12 Eylül'ün ilk gözaltında kaybı olan Hayrettin Eren, kaçırıldığı yerde ailesi, Cumartesi Anneleri ve insan hakları savunucuları tarafından karanfillerle anıldı. Eren'in kardeşi Faruk Eren, "Keşke ağabeyim hayatta olsaydı da, Rojava devrimini, Gezi isyanını görseydi" derken, İkbal Eren, "Kardeşimin mezarı olsaydı da, buraya değil mezarına çiçek bıraksaydık" diye konuştu.

12 Eylül döneminin ilk gözaltında kaybı olan Hayrettin Eren, 33 yıl önce bugün kaçırıldığı yer olan Fatih Haşim İşcan Geçidi'nde anıldı.

Geçidin üstünde bir araya gelen Eren ailesi, Cumartesi Anneleri ve insan hakları savunucuları, Hayrettin Eren'in fotoğraflarını taşıdı, "Kayıplar belli, failler nerede?" pankartını açtı.

Hayrettin Eren'in ablası İkbal Eren, yaptığı açıklamada, kardeşinin 1970'li yıllar boyunca sosyalist hareket içerisinde yer alan biri olduğunu hatırlattı.

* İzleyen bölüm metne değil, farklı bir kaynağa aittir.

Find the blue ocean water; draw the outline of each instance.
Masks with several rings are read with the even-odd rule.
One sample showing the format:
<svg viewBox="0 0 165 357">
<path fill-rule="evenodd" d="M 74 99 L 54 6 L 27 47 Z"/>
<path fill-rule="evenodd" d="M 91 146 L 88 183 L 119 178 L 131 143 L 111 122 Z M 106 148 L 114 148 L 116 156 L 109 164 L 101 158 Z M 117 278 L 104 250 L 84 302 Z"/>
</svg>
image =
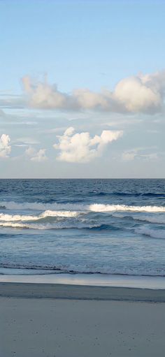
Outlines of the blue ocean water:
<svg viewBox="0 0 165 357">
<path fill-rule="evenodd" d="M 0 273 L 165 275 L 165 180 L 1 180 Z"/>
</svg>

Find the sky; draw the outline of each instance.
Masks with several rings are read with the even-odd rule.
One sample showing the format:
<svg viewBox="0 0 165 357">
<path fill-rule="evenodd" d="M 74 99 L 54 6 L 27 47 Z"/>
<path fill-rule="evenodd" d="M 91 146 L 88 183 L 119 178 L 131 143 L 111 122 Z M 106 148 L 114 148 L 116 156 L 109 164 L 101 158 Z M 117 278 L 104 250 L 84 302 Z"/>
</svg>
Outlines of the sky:
<svg viewBox="0 0 165 357">
<path fill-rule="evenodd" d="M 0 0 L 0 178 L 165 177 L 165 0 Z"/>
</svg>

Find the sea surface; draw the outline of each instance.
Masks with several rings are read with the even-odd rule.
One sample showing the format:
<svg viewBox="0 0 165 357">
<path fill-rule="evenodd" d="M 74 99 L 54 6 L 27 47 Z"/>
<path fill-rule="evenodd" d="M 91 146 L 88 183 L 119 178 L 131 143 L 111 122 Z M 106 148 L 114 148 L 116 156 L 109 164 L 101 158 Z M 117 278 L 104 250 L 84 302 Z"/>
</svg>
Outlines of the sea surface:
<svg viewBox="0 0 165 357">
<path fill-rule="evenodd" d="M 11 272 L 165 276 L 165 180 L 1 180 Z"/>
</svg>

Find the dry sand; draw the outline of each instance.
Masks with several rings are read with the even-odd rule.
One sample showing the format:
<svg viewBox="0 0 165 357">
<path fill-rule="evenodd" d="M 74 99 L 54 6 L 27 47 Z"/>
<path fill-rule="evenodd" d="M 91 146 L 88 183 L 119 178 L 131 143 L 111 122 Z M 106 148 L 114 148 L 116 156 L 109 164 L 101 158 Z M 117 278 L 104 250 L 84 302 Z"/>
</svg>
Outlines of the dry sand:
<svg viewBox="0 0 165 357">
<path fill-rule="evenodd" d="M 0 284 L 1 357 L 164 357 L 164 291 L 44 286 Z"/>
</svg>

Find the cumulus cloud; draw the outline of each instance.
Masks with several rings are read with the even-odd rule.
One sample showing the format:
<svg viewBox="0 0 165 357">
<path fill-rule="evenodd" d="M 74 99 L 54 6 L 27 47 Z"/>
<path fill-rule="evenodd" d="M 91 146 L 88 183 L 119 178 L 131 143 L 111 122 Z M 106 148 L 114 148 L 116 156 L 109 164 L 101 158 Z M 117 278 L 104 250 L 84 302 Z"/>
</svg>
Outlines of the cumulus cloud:
<svg viewBox="0 0 165 357">
<path fill-rule="evenodd" d="M 8 157 L 11 151 L 10 141 L 10 138 L 8 135 L 1 135 L 0 138 L 0 157 Z"/>
<path fill-rule="evenodd" d="M 120 80 L 113 91 L 100 93 L 78 89 L 68 94 L 46 81 L 34 83 L 28 76 L 22 82 L 29 103 L 34 108 L 155 114 L 164 106 L 165 71 L 129 77 Z"/>
<path fill-rule="evenodd" d="M 59 143 L 53 145 L 59 150 L 57 159 L 67 162 L 89 162 L 101 156 L 105 147 L 122 136 L 122 131 L 103 130 L 100 136 L 91 138 L 89 133 L 75 133 L 72 126 L 62 136 L 57 136 Z"/>
<path fill-rule="evenodd" d="M 41 162 L 47 159 L 45 151 L 45 149 L 40 149 L 37 151 L 33 147 L 29 147 L 26 150 L 25 154 L 30 158 L 31 161 Z"/>
</svg>

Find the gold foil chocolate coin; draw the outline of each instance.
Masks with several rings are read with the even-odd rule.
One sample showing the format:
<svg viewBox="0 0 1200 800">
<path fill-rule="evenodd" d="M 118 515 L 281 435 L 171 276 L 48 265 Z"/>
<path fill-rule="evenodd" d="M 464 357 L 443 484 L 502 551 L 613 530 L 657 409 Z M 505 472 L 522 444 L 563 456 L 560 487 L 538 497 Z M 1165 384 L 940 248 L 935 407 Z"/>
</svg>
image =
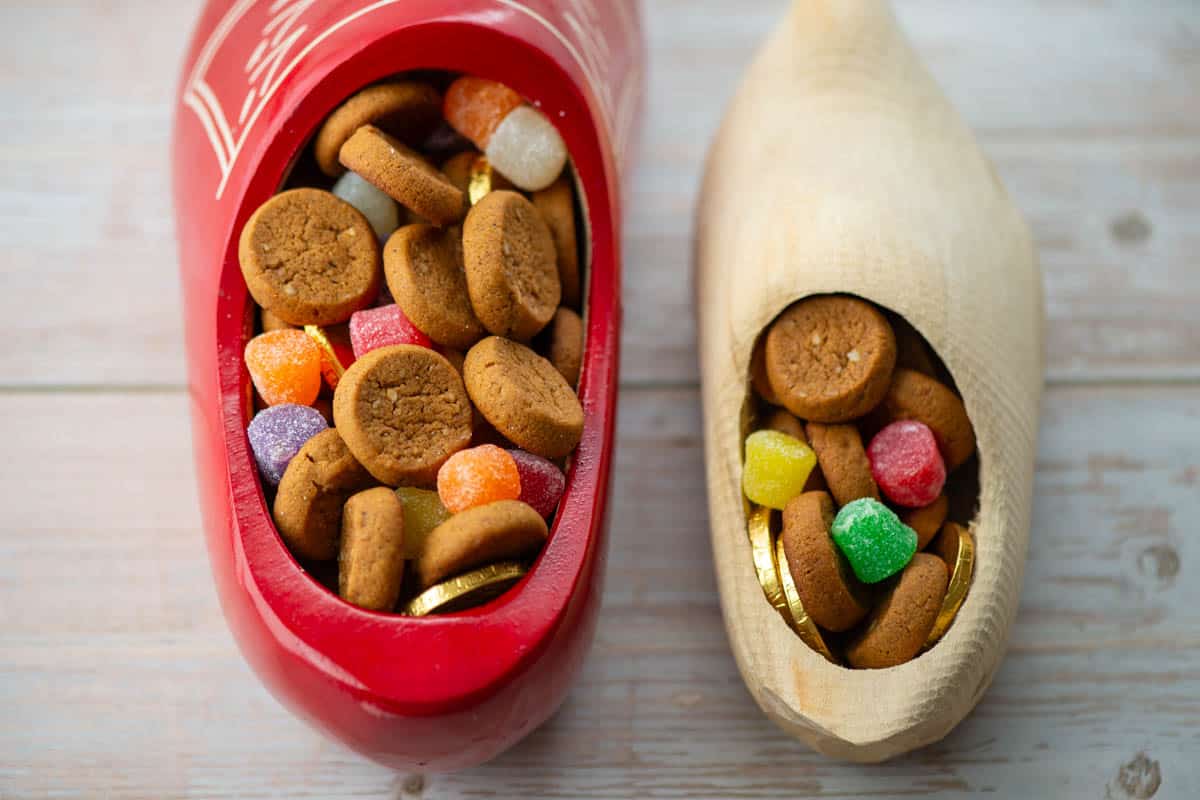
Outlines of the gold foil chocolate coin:
<svg viewBox="0 0 1200 800">
<path fill-rule="evenodd" d="M 800 593 L 796 590 L 796 581 L 792 579 L 792 571 L 787 566 L 787 555 L 784 554 L 784 540 L 775 541 L 775 561 L 779 565 L 779 582 L 784 588 L 784 599 L 787 601 L 787 621 L 796 631 L 796 634 L 800 637 L 804 644 L 809 645 L 821 655 L 826 657 L 829 663 L 838 663 L 838 660 L 833 657 L 833 652 L 829 651 L 829 646 L 824 643 L 824 637 L 821 636 L 821 628 L 817 624 L 812 621 L 809 613 L 804 610 L 804 603 L 800 602 Z"/>
<path fill-rule="evenodd" d="M 500 561 L 434 584 L 413 597 L 402 613 L 409 616 L 448 614 L 482 606 L 508 591 L 528 572 L 517 561 Z"/>
<path fill-rule="evenodd" d="M 959 554 L 954 559 L 954 571 L 950 573 L 950 584 L 946 589 L 942 609 L 937 612 L 934 630 L 929 632 L 929 638 L 925 639 L 926 650 L 937 644 L 937 640 L 950 628 L 950 624 L 958 615 L 962 601 L 966 600 L 967 590 L 971 588 L 971 575 L 974 572 L 974 539 L 958 525 L 954 528 L 948 527 L 946 533 L 950 533 L 952 530 L 958 530 L 959 533 Z"/>
</svg>

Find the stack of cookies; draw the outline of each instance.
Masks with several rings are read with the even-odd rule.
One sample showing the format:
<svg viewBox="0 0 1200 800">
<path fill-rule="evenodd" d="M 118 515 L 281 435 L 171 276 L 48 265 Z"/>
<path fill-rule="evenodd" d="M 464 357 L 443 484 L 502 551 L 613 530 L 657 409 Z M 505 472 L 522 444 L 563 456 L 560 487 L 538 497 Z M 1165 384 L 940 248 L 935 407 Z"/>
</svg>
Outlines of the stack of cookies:
<svg viewBox="0 0 1200 800">
<path fill-rule="evenodd" d="M 347 100 L 246 222 L 247 437 L 283 542 L 348 602 L 470 607 L 545 543 L 584 423 L 578 213 L 536 109 L 422 74 Z"/>
<path fill-rule="evenodd" d="M 768 601 L 836 663 L 916 657 L 973 569 L 978 458 L 949 373 L 904 319 L 847 295 L 785 309 L 750 371 L 743 491 Z"/>
</svg>

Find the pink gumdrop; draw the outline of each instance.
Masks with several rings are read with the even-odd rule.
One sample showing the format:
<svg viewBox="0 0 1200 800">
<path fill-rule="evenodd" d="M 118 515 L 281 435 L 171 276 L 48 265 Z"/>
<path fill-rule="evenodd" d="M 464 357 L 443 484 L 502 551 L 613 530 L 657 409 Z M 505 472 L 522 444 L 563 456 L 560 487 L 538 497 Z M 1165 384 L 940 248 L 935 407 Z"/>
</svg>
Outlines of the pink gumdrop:
<svg viewBox="0 0 1200 800">
<path fill-rule="evenodd" d="M 528 503 L 542 517 L 550 517 L 566 488 L 566 476 L 554 462 L 524 450 L 510 450 L 521 475 L 521 501 Z"/>
<path fill-rule="evenodd" d="M 866 458 L 880 489 L 899 505 L 928 506 L 946 485 L 946 462 L 924 422 L 901 420 L 887 426 L 871 439 Z"/>
<path fill-rule="evenodd" d="M 354 347 L 355 359 L 392 344 L 433 347 L 430 337 L 413 325 L 395 303 L 354 312 L 350 315 L 350 344 Z"/>
</svg>

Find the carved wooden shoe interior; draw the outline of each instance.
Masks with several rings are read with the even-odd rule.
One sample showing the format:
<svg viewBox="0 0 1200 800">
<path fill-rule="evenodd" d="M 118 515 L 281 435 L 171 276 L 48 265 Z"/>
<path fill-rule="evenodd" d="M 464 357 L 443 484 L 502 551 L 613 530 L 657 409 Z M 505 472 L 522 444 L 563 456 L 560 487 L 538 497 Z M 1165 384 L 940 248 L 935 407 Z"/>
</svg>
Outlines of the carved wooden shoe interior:
<svg viewBox="0 0 1200 800">
<path fill-rule="evenodd" d="M 1042 396 L 1030 233 L 881 0 L 797 0 L 749 68 L 698 201 L 700 354 L 713 554 L 742 676 L 822 753 L 878 762 L 946 736 L 979 702 L 1016 615 Z M 850 293 L 905 317 L 974 423 L 974 578 L 944 638 L 889 669 L 835 666 L 755 576 L 743 505 L 751 349 L 798 299 Z"/>
</svg>

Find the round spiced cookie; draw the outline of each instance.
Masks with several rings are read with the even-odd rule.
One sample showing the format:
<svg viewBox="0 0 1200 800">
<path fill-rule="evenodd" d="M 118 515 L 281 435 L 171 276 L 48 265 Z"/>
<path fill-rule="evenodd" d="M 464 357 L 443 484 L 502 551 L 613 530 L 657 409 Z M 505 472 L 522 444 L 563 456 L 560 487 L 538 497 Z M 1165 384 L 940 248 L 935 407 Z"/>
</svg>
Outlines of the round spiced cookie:
<svg viewBox="0 0 1200 800">
<path fill-rule="evenodd" d="M 376 481 L 334 428 L 322 431 L 288 462 L 275 495 L 275 527 L 296 555 L 324 561 L 337 555 L 342 506 Z"/>
<path fill-rule="evenodd" d="M 850 571 L 829 535 L 833 500 L 824 492 L 799 494 L 784 509 L 786 567 L 804 609 L 828 631 L 848 631 L 866 616 L 865 590 Z"/>
<path fill-rule="evenodd" d="M 488 336 L 463 362 L 467 393 L 505 438 L 544 458 L 562 458 L 583 435 L 583 407 L 554 366 L 523 344 Z"/>
<path fill-rule="evenodd" d="M 853 425 L 809 422 L 805 432 L 812 452 L 817 455 L 821 474 L 829 485 L 829 493 L 839 506 L 859 498 L 880 499 L 858 428 Z"/>
<path fill-rule="evenodd" d="M 527 555 L 548 535 L 541 515 L 520 500 L 467 509 L 430 531 L 416 560 L 421 589 L 473 567 Z"/>
<path fill-rule="evenodd" d="M 528 342 L 550 323 L 563 296 L 554 241 L 533 203 L 492 192 L 472 206 L 462 228 L 467 289 L 492 333 Z"/>
<path fill-rule="evenodd" d="M 486 331 L 470 307 L 457 228 L 406 225 L 383 249 L 388 290 L 426 336 L 466 350 Z"/>
<path fill-rule="evenodd" d="M 767 431 L 778 431 L 779 433 L 786 433 L 793 439 L 799 439 L 804 444 L 809 444 L 809 438 L 804 435 L 804 423 L 796 419 L 790 411 L 775 408 L 772 409 L 766 417 L 763 417 L 762 427 Z M 805 492 L 824 492 L 829 488 L 826 483 L 824 475 L 821 473 L 821 464 L 818 463 L 809 473 L 809 480 L 804 482 Z"/>
<path fill-rule="evenodd" d="M 457 186 L 400 139 L 364 125 L 346 140 L 342 164 L 406 209 L 438 225 L 462 219 L 467 198 Z"/>
<path fill-rule="evenodd" d="M 788 411 L 812 422 L 848 422 L 883 398 L 896 342 L 871 303 L 820 295 L 792 303 L 770 324 L 764 360 Z"/>
<path fill-rule="evenodd" d="M 546 326 L 546 357 L 563 373 L 568 385 L 580 383 L 583 366 L 583 319 L 574 311 L 560 306 Z"/>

'33 YIL ÖNCE BURADAN KAÇIRILDI'

İkbal Eren, kardeşinin kaybedilme sürecini anlattı: "12 Eylül 1980 darbesinden sonra 21 Kasım 1980'de buraya, Haşim İşcan geçidine bir yoldaşıyla buluşmaya gelmişti. Babamıza ait otomobili kullanıyordu. Ancak buluşmayı haber alan resmi faşistler, 33 yıl önce buraya pusu kurdu.

Hayrettin Eren, 33 yıl önce burada gözaltına alındı, buradan Karagümrük Karakolu'na götürüldü. Gözaltı olayını öğrenince Karagümrük Karakolu'na gittik. Buradaki gözaltı defterinde Hayrettin Eren'in adını gördük. Karakol yetkilileri, Hayrettin ve aynı operasyonda yakalanan 8 kişinin Gayrettepe'deki Siyasi Şube'ye götürüldüğünü söyledi.

Annemiz Elmas Eren, Gayrettepe'deki polis binasına gittiğinde kapıdaki polisler ona 'Burada Hayrettin Eren diye biri yok, gözaltına alınmadı' dedi. Ama annemiz siyasi polis karargahının bahçesinde otomobilimizi gördü. 'İşte arabamız burada, oğlum da burada olmalı' diye ısrar edince, oradan tartaklanarak uzaklaştırıldı."

'TANIK VE DELİLLER VAR'

Kardeşi ile birlikte gözaltına alınan 8 kişinin, çıkartıkları mahkemelerde ısrarla "Hayrettin de bizimle birlikteydi" dediğini hatırlatan İkbal Eren, "Bize 33 yıl boyunca hiç gözaltına alınmadığını söyleyen devlet, bu 33 yıl boyunca ya seçmen kağıdı göndererek, ya askerlik celbi yollayarak yaramızı kanatmayı da ihmal etmedi" dedi.

Ömrünün büyük bölümünü oğlunun mezarını arayarak geçiren babalarını 2012 yılının başında kaybettiklerini anımsatan Eren, şöyle konuştu: "Biz Eren ailesi, Cumartesi Anneleri, insan hakları savunucuları ve Hayri'nin dostları, devletten Hayri'nin akıbetinin açıklanmasını istiyoruz. İşkencede öldürüldüyse gömüldüğü yerin bize bildirilmesini istiyoruz.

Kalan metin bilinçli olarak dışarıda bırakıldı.